Thursday, March 31, 2005

Unique Name Assumption

I just read Andrew Newmans entry on the Unique Name Assumption (UNA). He thinks that not having an UNA is "weird, completely backwards and very non-intuitive". Furher he continues, that "It does seem perverse that the basis for this, the URI, is unique." He cites an OWL Flight paper that caused me quite some headache a few weeks ago (cause there was so little in it that I found to like).

Andrew, whose blog I really like to read, makes one very valid point: "
It doesn't really say, though, why you need non-unique names."

There was an OWL requirement that gives a short rationale for the UNA, but it seems it is not yet stated obvious enough.
Let's make a short jump to the close future: the Semantic Web is thriving, private homepages offer rich information sources about anything, and even the companies see the value of offering machine-processable information, thus, ontologies and knowledge bases everywhere!

People want to say how they liked the movie they just saw. They enrich their movie review with an RDF-statement that says http://semantic.nodix.net/movie#Ring_2 http://semantic.nodix.net/rating#rated http://semantic.nodix.net/rating#4_of_5. Or rather, their editor creates this statement automatically and publishes it along the review.

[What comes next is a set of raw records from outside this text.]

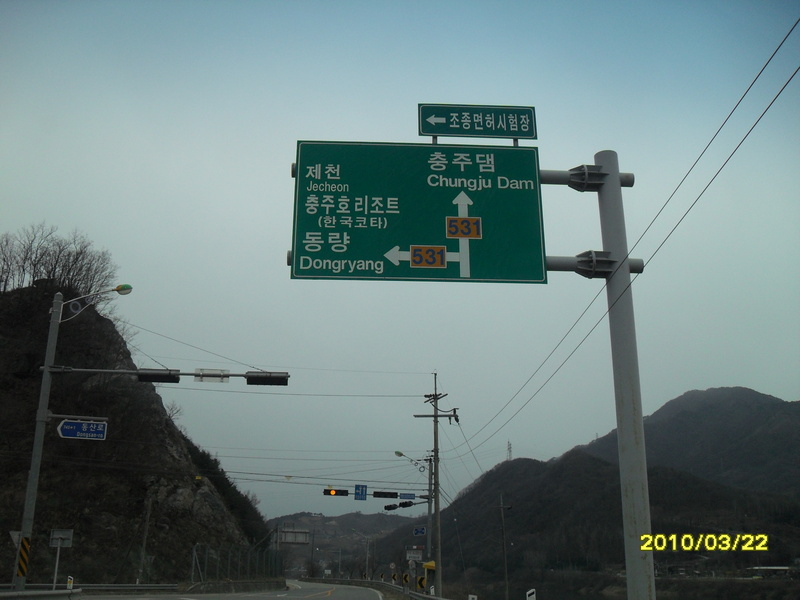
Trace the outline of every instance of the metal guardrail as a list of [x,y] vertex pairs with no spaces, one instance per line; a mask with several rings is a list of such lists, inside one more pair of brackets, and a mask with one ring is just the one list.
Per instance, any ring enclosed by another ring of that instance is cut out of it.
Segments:
[[58,598],[59,600],[63,600],[65,598],[72,598],[73,594],[75,596],[79,596],[83,592],[81,588],[75,588],[73,590],[31,590],[31,591],[10,591],[10,592],[0,592],[0,598],[4,600],[13,600],[14,598],[37,598],[39,600],[43,598]]
[[395,594],[412,598],[413,600],[447,600],[439,596],[431,596],[430,594],[422,594],[419,592],[411,591],[404,586],[387,583],[385,581],[374,581],[372,579],[338,579],[338,578],[319,578],[319,577],[301,577],[302,581],[313,581],[314,583],[333,583],[339,585],[354,585],[357,587],[369,587],[378,590],[391,591]]

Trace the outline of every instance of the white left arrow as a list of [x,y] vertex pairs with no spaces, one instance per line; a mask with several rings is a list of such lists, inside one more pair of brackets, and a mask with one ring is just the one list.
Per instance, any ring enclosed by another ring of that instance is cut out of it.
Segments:
[[437,125],[437,124],[439,124],[439,123],[444,123],[444,122],[446,122],[446,121],[447,121],[447,119],[445,119],[444,117],[436,117],[436,116],[434,116],[434,115],[431,115],[430,117],[428,117],[428,118],[427,118],[427,119],[425,119],[425,120],[426,120],[428,123],[430,123],[431,125]]
[[400,246],[395,246],[384,254],[384,256],[388,258],[395,267],[400,264],[401,260],[411,260],[411,252],[408,250],[400,250]]
[[[410,250],[400,250],[400,246],[395,246],[391,250],[389,250],[386,254],[384,254],[386,258],[395,266],[400,265],[400,261],[411,262],[411,251]],[[449,252],[445,250],[445,261],[447,262],[460,262],[461,255],[458,252]]]

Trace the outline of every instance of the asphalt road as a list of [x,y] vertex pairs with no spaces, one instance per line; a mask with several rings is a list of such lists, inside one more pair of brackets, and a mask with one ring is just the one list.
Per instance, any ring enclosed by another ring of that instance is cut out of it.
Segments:
[[106,595],[91,594],[90,600],[267,600],[272,598],[331,598],[332,600],[382,600],[383,595],[369,588],[333,585],[326,583],[309,583],[306,581],[286,580],[288,590],[270,590],[266,592],[245,592],[241,594],[151,594],[151,595]]

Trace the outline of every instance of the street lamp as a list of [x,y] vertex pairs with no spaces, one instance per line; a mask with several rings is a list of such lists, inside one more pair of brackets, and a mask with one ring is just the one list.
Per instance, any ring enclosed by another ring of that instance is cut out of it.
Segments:
[[[31,454],[31,468],[28,472],[28,486],[25,490],[25,508],[22,513],[22,529],[20,531],[19,546],[17,547],[17,562],[14,567],[14,589],[16,591],[25,590],[25,581],[28,577],[28,562],[31,551],[31,534],[33,533],[33,515],[36,511],[36,494],[39,490],[39,470],[42,466],[42,447],[44,446],[44,432],[47,425],[48,405],[50,404],[50,368],[53,366],[56,356],[56,342],[58,341],[58,326],[63,321],[68,321],[78,315],[89,304],[94,303],[94,298],[100,294],[116,292],[122,296],[130,294],[133,288],[128,284],[118,285],[110,290],[86,294],[68,300],[72,316],[62,319],[62,309],[64,307],[64,296],[57,292],[53,297],[53,307],[50,309],[50,329],[47,334],[47,350],[44,356],[44,367],[42,371],[42,387],[39,392],[39,408],[36,412],[36,429],[33,434],[33,452]],[[85,298],[92,300],[81,304],[79,301]],[[77,308],[73,308],[74,303],[78,302]]]

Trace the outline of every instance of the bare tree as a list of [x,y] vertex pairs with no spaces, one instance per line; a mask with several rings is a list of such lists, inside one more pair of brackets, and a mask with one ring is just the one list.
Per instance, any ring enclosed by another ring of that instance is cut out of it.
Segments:
[[108,250],[97,250],[78,230],[57,235],[43,222],[0,236],[0,291],[28,287],[40,279],[64,291],[89,294],[111,286],[117,267]]

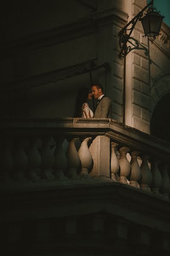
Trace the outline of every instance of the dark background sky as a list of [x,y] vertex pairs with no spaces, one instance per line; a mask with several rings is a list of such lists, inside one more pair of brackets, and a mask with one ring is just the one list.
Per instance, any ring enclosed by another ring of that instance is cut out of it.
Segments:
[[[147,0],[147,3],[150,2]],[[170,26],[170,0],[153,0],[153,5],[161,15],[165,16],[163,21]]]

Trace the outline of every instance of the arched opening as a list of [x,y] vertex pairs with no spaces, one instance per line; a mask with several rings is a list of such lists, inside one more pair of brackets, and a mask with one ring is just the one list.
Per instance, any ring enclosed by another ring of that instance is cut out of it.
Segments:
[[163,96],[155,108],[150,132],[151,135],[170,142],[170,93]]

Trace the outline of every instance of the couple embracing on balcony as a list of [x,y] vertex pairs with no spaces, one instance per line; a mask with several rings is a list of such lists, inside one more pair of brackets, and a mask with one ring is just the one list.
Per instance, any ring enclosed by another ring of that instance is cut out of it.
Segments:
[[91,118],[111,118],[112,104],[110,99],[106,97],[103,93],[103,87],[99,83],[91,87],[91,94],[94,99],[97,99],[97,103],[94,113],[87,103],[82,106],[82,117]]

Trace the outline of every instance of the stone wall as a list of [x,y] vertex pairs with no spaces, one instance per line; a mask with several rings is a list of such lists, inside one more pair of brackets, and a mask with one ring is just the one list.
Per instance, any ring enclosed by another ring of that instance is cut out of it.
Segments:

I'd be highly surprised if imdb would use the same URI for denoting the movie. They would probably use an imdb-URI. And so could I, using the imdb-specified URI for the movie. But I didn't, and I don't have to. If I want to state that this is the same movie, I can assert that explicitly. If I had UNA, I couldn't do that. The two knowledge bases could not work together.

With UNA, many knowledge bases relying on inverse functional properties would break as well. FOAF, for examples, uses this, identifiying persons with an IFP of their eMail-Hash. With UNA, this wouldn't work anymore.

Let's take another example. On my mothers webpage there could be a statement saying she has three kids, Jurica, Rozana and Zdenko. I would state on my page that I am my moms kid. My sister, being the social kind, tells the world about her mom and her two brothers, Jurica and Denny.
Now, if we have UNA, a reasoner would infer that one of us is lying. But all of us are very honest, trustworthy people. The problem here is, that my name is Zdenko, but most people refer to me as Denny. UNA says that Denny and Zdenko are the same person. If we have no UNA, we wouldn't believe that. But still we can state it explicitly: my mom could have said that she has three kids, Jurica, Rozana and Zdenko, and those are mutually distinct. Problem solved.

You could say, wait, if we had UNA we still could just claim that Zdenko owl:sameAs Denny, and the problem wouldn't arise. That is true. But then I would have to consider my moms statements. That maybe OK on a scale like this, but imagine this in the wilds of the web - you would have to consider every statement made about something, before you may state something as well. Impossible! And you would introduce non-monotonic inferences, and you probably wouldn't really want that.

What does this mean? Let's take the following row of statements, and consider the answer to the question "Is Kain on of Adams two sons?". So we know that Adam has two sons, and that there is an entity named Kain.

Adam fatherOf Abel.
UNA and non-UNA both answer: don't know.
Adam fatherOf Cain.
UNA says "No, Kain is no son of Adam". non-UNA says: "Sorry, I still don't know".
Cain sameAs Kain.
UNA says "Yes, Kain is a son of Adam (hope you didn't notice my little lie seconds before)". non-UNA says: "Yes, Kain is a son of Adam".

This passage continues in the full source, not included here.